Published September 27, 2019 by Philip Ivory

So a few days ago, I posed the question: Which book is being reviewed here by the editor of The London Sunday Express?

” … the most infamously obscene book in ancient or modern literature … All the secret sewers of vice are canalized in its flood of unimaginable thoughts, images and pornographic words. And its unclean lunacies are larded with appalling and revolting blasphemies directed against the Christian religion and against the name of Christ — blasphemies hitherto associated with the most degraded orgies of Satanism and the Black Mass.”

That was a contemporary 1920s review of James Joyce’s Ulysses.

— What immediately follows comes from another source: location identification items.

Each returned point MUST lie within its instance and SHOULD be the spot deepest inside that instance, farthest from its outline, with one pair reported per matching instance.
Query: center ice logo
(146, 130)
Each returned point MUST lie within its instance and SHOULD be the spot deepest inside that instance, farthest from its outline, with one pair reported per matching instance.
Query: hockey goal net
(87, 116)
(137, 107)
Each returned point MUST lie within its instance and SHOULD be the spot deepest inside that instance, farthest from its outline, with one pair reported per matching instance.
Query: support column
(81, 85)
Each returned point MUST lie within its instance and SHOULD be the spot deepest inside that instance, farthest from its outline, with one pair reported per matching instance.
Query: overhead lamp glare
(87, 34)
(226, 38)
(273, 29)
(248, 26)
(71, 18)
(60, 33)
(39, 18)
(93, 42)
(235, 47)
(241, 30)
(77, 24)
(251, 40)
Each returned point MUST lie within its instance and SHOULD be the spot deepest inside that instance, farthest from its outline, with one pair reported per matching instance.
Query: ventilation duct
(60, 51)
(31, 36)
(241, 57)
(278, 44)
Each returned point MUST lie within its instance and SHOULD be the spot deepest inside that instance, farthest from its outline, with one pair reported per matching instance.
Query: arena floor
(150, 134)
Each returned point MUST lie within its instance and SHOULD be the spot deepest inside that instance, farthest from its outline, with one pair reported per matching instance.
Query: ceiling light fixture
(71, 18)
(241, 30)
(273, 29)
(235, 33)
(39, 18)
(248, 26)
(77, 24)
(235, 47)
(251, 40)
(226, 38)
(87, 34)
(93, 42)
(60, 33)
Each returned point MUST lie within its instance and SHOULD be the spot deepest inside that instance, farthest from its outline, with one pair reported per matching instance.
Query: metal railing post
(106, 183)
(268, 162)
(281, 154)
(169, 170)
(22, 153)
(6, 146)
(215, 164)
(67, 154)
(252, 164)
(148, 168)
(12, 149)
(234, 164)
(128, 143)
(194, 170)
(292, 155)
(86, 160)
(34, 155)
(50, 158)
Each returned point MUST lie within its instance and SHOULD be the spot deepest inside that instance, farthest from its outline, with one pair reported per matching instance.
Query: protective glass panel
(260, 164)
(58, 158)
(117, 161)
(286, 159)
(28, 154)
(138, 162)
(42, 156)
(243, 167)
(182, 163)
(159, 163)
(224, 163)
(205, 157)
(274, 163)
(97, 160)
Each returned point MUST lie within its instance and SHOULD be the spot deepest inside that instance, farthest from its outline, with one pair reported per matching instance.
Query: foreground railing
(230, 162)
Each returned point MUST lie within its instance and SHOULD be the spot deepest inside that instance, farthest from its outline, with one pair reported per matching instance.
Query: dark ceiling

I came across that remarkable quote in the current (9/26/19) issue of The New York Review of Books. It reminds us that Ulysses, which among its other preoccupations details a variety of human sexual and excretory functions, repulsed many early readers, including Virginia Woolf, George Bernard Shaw, W. B. Yeats and even D.H. Lawrence. Lawrence, who celebrated lusty behavior in his own work, labeled Molly Bloom’s famous concluding soliloquy “the dirtiest,  most indecent, obscene thing ever written.” Other early readers such as T.S. Eliot and Ernest Hemingway hailed the book as a masterpiece.

Take a look at “Ulysses on Trial,” The New York Review of Books‘ fascinating account of how publisher Bennet Cerf and ACLU lawyer Morris Ernst waged a brilliant and ultimately successful campaign to help Ulysses navigate its way around anti-obscenity laws so that Joyce’s master work could be published in the United States.